Immunomodulation by blockade of the TRANCE co‐stimulatory pathway in murine allogeneic islet transplantation

Summary We explore herein the effect of TNF‐related activation‐induced cytokine (TRANCE) co‐stimulatory pathway blockade on islet survival after allograft transplantation. Expression of TRANCE on murine C57Bl/6 (B6) CD4+ T cells after allogeneic activation was analyzed by fluorescence‐activated cell sorter (FACS). The effect of a TRANCE receptor fusion protein (TR‐Fc) and anti‐CD154 antibody (MR1) on B6 spleen cell proliferation after allogeneic activation was assessed by mixed lymphocyte reaction (MLR). Three groups of B6 mice were transplanted with allogeneic islets (DBA2): Control; short‐term TR‐Fc‐treatment (days 0–4); and prolonged TR‐Fc‐treatment (days −1 to 13).

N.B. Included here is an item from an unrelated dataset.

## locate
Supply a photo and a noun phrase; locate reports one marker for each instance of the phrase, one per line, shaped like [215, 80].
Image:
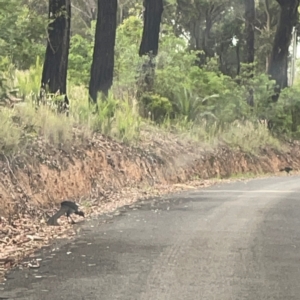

Donor‐specific transfusion (DST) was performed at the time of islet transplantation in one independent experiment. Transplantectomy samples were analyzed by immunohistochemistry. TRANCE expression was upregulated in stimulated CD4+ T cells in vitro . In MLR experiments, TR‐Fc and MR1 both reduced spleen cell proliferation, but less than the combination of both molecules. Short‐course TR‐Fc treatment did not prolong islet graft survival when compared with controls (10.6 ± 1.9 vs. 10.7 ± 1.5 days) in contrast to prolonged treatment (20.7 ± 3.2 days; P  < 0.05). After DST, primary non function (PNF) was observed in half of control mice, but never in TR‐Fc‐treated mice. Immunofluorescence staining for Mac‐1 showed a clear decrease in macrophage recruitment in the treated groups. TRANCE‐targeting may be an effective strategy for the prolongation of allogeneic islet graft survival, thanks to its inhibitory effects on co‐stimulatory signals and macrophage recruitment.